C’est aussi à cette époque qu’Adorno commence à fréquenter Walter Benjamin qui sera l’une de ces principales sources d’inspiration.
1933 : « hiberner sans se compromettre » ?
C’est à Francfort que l’histoire le rattrape, lui qui tente depuis 1930 d’ignorer la montée du nazisme et « d’hiberner sans se compromettre » (p. 180). Alors que l’Institut pour la recherche sociale commence à installer une partie de ses activités et de ses archives à Genève, puis à New York, Adorno s’illusionne sur la véritable audience du nazisme. Il est persuadé que celui-ci ne résistera pas à l’incompétence de ses dirigeants, et
« la stabilisation du régime nazi par l’exercice de la terreur à l’égard de ses adversaires lui par[aît] […] à peine imaginable » (p. 175).

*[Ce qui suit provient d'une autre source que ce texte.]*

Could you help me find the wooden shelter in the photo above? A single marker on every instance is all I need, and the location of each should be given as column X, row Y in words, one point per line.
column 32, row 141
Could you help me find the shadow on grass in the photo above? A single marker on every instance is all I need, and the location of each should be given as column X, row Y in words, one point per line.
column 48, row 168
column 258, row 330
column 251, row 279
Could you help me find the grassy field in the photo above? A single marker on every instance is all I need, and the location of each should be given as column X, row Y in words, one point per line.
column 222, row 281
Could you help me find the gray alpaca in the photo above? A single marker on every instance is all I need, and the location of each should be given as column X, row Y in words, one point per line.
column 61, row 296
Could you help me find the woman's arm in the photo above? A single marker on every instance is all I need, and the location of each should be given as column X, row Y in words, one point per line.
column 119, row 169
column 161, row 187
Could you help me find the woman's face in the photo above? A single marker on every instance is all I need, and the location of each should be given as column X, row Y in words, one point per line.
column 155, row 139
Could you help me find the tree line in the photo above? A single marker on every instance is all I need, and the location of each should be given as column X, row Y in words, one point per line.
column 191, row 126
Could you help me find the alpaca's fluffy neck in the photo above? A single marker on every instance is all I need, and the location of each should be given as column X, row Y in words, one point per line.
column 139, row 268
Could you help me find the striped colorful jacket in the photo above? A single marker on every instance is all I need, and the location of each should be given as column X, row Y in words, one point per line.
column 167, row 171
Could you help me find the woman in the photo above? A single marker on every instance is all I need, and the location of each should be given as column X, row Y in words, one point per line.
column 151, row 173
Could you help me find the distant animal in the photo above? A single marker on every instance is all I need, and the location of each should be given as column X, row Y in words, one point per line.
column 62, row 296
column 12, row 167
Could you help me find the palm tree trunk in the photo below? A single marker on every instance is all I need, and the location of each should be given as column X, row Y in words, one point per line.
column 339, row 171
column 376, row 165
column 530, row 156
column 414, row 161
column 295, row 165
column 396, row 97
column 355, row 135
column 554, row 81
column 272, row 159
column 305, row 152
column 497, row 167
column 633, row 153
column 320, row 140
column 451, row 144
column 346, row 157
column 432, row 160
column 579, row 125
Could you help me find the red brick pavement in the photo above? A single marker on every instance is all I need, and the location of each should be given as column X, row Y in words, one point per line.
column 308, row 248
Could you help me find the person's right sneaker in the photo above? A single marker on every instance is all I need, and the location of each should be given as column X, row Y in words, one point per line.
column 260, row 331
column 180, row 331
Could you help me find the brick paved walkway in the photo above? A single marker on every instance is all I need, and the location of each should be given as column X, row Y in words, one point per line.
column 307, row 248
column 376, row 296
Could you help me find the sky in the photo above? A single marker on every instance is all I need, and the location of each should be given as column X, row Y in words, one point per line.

Des années plus tard, pendant l’hiver 1963, les revues universitaires allemandes publieront quelques articles ambigus datant de 1933 et 1934 (particulièrement un article où il commente de façon positive dans la revue Die Musik, la création d’un chœur d’hommes sur des poèmes de Baldur von Schirach, le chef des Jeunesses hitlériennes), sommant Adorno de s’expliquer sur leur contenu. Müller-Doohm, qui ne cache à aucun moment son admiration pour Adorno, tente d’expliquer cet aveuglement :
« A posteriori, Adorno a reconnu très franchement qu’il s’était complètement fourvoyé dans son appréciation de la situation politique en 1933. […] Cette erreur est d’autant plus lourde qu’Adorno voyait de ses propres yeux ce qui se passait tous les jours » (p. 177).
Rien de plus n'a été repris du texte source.